Dual-Mode Adaptive AI Persona Recommendation for Blockchain Education: A Mixed-Methods Evaluation of the PITL System Based on Dreyfus Competency Levels

The rapid proliferation of large language models has created significant opportunities for personalized education, yet existing systems rarely account for user competency as a determinant of interaction quality. This study introduces Persona in The Loop (PITL), a dual-mode adaptive framework that recommends AI personas for blockchain and smart contract education applications. PITL employs 100 AI personas organized across two domains, ten sub-specialties, and five Dreyfus competency levels, recommending personas via either similarity-based mode grounded in Cognitive Load Theory or complementary mode grounded in the Zone of Proximal Development, with an adaptive switching mechanism driven by NASA-TLX cognitive load feedback. A mixed-methods study with 150 participants using a 2 × 5 factorial design showed that the complementary mode produced higher learning gains, while the similarity-based mode yielded lower cognitive load and higher code quality.
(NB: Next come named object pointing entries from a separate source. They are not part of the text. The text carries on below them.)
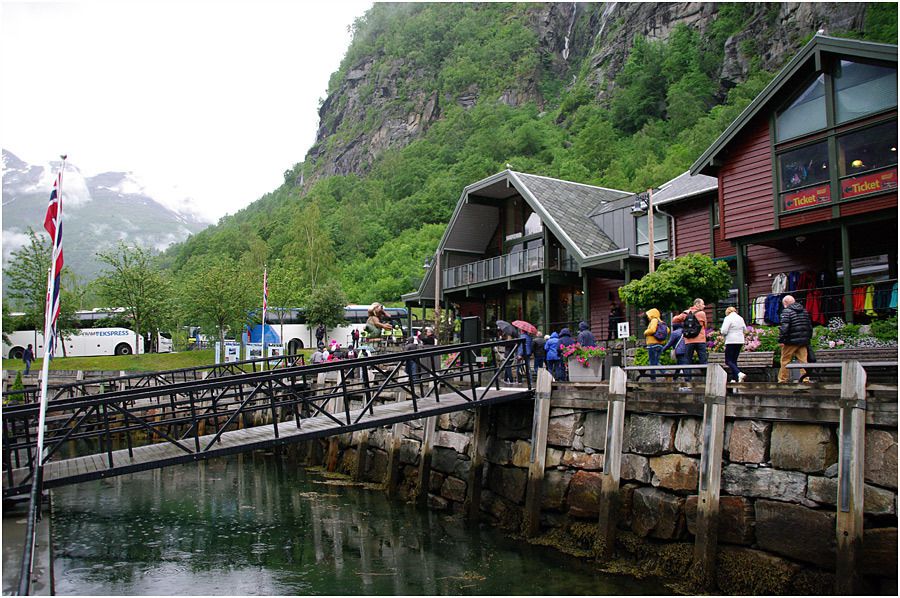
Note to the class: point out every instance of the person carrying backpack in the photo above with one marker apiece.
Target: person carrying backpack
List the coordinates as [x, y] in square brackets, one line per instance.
[693, 326]
[655, 337]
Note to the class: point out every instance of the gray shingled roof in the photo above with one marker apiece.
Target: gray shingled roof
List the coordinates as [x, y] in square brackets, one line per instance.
[684, 186]
[568, 206]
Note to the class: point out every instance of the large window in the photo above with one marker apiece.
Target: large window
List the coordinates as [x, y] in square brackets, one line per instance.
[806, 113]
[660, 234]
[805, 177]
[867, 160]
[862, 89]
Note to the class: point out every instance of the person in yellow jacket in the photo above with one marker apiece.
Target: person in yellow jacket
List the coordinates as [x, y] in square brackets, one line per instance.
[655, 329]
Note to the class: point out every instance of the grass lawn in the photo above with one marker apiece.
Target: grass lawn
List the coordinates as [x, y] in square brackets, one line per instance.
[148, 362]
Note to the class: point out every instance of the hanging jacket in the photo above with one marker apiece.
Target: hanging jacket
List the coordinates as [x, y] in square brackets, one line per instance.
[779, 283]
[585, 336]
[551, 347]
[796, 327]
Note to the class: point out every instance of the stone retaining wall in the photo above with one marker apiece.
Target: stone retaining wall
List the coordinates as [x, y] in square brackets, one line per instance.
[778, 490]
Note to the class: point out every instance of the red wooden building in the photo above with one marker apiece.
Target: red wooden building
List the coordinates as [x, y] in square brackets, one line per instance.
[807, 183]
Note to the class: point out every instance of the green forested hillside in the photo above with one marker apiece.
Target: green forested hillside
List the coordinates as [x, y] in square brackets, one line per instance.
[372, 230]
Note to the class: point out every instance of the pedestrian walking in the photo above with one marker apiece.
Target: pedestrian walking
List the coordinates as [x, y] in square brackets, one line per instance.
[655, 337]
[676, 344]
[693, 322]
[733, 329]
[794, 336]
[551, 348]
[28, 357]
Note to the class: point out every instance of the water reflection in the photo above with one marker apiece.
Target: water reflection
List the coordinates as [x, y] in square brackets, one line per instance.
[252, 525]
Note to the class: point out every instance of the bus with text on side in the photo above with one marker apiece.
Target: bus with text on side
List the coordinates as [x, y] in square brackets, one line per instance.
[86, 341]
[290, 326]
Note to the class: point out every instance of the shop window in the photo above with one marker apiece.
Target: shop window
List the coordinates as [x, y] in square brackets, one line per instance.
[806, 113]
[867, 160]
[660, 235]
[805, 178]
[862, 89]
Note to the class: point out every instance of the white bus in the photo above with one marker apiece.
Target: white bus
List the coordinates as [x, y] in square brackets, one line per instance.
[289, 326]
[86, 341]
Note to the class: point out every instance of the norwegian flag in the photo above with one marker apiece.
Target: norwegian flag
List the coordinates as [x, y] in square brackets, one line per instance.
[265, 290]
[53, 225]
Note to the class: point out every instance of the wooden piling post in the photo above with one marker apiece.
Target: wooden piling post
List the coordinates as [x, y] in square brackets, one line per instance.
[362, 451]
[612, 464]
[425, 459]
[392, 477]
[540, 425]
[707, 536]
[479, 442]
[851, 477]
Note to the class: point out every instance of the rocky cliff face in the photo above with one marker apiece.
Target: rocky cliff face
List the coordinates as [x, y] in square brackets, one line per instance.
[568, 34]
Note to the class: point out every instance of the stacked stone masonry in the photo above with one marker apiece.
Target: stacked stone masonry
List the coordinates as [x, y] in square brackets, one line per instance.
[778, 489]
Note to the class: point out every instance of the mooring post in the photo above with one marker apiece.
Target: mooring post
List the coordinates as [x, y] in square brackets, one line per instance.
[362, 451]
[392, 477]
[851, 476]
[707, 537]
[479, 442]
[425, 459]
[337, 408]
[612, 464]
[539, 428]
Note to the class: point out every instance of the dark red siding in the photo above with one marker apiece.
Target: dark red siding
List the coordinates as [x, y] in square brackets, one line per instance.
[807, 217]
[870, 205]
[746, 183]
[691, 226]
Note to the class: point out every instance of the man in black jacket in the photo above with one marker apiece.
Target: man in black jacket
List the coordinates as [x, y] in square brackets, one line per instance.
[794, 337]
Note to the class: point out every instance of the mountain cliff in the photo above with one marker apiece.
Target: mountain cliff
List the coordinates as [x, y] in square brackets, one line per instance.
[432, 97]
[99, 211]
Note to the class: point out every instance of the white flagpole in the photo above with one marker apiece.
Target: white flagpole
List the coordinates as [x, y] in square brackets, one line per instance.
[265, 305]
[34, 509]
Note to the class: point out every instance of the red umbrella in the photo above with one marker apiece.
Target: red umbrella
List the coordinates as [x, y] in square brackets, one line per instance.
[525, 326]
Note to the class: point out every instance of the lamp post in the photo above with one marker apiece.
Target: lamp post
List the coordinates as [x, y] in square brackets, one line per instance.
[436, 262]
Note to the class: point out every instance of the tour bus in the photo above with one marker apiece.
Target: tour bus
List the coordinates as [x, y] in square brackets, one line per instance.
[289, 326]
[86, 341]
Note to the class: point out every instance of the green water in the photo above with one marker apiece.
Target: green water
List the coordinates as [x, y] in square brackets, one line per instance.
[252, 524]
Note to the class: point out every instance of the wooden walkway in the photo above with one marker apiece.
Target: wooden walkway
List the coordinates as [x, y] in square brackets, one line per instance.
[163, 454]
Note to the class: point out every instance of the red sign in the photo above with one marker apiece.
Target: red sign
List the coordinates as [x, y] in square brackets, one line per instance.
[869, 183]
[807, 198]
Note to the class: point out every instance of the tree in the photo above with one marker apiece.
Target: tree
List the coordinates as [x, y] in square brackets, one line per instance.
[216, 294]
[326, 306]
[131, 280]
[678, 282]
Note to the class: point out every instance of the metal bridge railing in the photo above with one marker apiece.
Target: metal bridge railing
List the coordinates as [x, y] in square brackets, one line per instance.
[93, 386]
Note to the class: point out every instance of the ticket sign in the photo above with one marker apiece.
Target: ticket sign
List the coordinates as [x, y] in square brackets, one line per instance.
[807, 198]
[869, 183]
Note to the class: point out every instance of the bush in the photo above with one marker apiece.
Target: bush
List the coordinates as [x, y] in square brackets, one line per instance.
[885, 330]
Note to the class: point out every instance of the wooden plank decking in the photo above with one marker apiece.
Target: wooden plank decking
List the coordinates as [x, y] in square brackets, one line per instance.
[89, 467]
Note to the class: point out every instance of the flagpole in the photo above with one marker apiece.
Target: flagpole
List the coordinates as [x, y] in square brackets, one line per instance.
[34, 508]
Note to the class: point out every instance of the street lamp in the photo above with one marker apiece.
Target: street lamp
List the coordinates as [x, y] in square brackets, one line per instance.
[437, 291]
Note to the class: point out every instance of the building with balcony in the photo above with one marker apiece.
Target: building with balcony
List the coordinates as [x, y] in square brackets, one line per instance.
[807, 185]
[552, 252]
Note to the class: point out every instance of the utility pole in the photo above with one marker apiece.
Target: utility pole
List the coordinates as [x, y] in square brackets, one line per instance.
[437, 295]
[650, 230]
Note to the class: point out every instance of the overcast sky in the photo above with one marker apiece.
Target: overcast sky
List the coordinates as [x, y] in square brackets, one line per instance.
[211, 100]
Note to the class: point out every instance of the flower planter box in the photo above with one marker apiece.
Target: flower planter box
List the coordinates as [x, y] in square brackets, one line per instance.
[592, 373]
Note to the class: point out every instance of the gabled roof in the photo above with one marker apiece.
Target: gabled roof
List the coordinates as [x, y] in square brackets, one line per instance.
[684, 186]
[812, 51]
[564, 207]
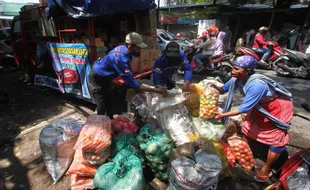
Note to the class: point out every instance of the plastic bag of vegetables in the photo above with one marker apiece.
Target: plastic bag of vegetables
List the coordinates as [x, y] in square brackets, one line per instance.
[194, 167]
[123, 125]
[126, 141]
[242, 152]
[173, 116]
[125, 172]
[193, 103]
[226, 172]
[228, 153]
[208, 103]
[157, 147]
[211, 129]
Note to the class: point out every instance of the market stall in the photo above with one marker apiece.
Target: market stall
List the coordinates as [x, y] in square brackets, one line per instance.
[82, 34]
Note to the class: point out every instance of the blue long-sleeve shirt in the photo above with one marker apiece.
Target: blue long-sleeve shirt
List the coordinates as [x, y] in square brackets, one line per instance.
[163, 71]
[256, 91]
[117, 63]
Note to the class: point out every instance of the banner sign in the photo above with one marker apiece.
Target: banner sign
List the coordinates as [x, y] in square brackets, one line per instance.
[72, 66]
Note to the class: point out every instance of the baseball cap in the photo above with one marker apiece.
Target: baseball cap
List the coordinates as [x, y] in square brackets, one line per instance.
[172, 49]
[134, 38]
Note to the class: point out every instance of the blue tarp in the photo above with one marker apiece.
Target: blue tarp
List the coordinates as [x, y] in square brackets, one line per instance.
[93, 8]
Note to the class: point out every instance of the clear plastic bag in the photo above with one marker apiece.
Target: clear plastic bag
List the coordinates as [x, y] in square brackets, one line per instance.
[173, 116]
[242, 152]
[208, 103]
[200, 170]
[56, 142]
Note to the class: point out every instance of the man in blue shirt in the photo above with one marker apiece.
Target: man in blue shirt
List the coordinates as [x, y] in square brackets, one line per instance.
[117, 63]
[166, 65]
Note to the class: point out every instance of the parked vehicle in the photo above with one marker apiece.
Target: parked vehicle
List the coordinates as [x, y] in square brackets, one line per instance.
[6, 52]
[276, 52]
[293, 63]
[164, 37]
[222, 68]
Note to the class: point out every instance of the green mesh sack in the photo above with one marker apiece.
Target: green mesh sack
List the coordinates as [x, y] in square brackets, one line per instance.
[156, 147]
[125, 172]
[126, 141]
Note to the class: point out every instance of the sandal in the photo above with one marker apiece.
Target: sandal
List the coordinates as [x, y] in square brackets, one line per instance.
[262, 178]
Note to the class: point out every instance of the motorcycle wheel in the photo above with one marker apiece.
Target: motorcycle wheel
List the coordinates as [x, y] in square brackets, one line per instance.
[280, 72]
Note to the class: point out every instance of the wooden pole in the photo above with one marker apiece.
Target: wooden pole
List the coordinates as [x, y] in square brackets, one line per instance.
[237, 28]
[271, 20]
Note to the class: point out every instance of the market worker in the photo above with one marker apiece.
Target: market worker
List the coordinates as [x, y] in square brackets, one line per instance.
[114, 64]
[166, 65]
[268, 106]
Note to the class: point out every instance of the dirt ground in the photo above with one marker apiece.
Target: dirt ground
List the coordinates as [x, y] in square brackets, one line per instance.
[21, 163]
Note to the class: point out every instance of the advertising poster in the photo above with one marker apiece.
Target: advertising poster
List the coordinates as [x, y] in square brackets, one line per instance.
[72, 66]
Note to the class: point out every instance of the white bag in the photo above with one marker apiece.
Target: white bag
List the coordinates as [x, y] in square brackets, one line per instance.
[173, 116]
[198, 174]
[222, 97]
[56, 142]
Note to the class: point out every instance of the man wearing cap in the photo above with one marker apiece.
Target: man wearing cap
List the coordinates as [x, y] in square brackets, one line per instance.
[167, 63]
[114, 64]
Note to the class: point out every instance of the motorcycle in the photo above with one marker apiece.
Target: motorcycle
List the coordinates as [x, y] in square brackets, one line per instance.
[293, 64]
[222, 67]
[276, 52]
[294, 173]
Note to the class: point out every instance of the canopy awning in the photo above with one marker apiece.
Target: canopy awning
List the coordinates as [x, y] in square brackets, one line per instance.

The adaptive mechanism outperformed both fixed-mode conditions on learning gain and code quality. The Mode × Dreyfus interaction was significant for cognitive load and task duration but not for learning gains, suggesting mode effects on learning outcomes are consistent across competency levels. Qualitative interviews with 20 participants corroborated quantitative findings. PITL offers a theoretically grounded and empirically validated approach to competency-based AI persona recommendation in educational contexts.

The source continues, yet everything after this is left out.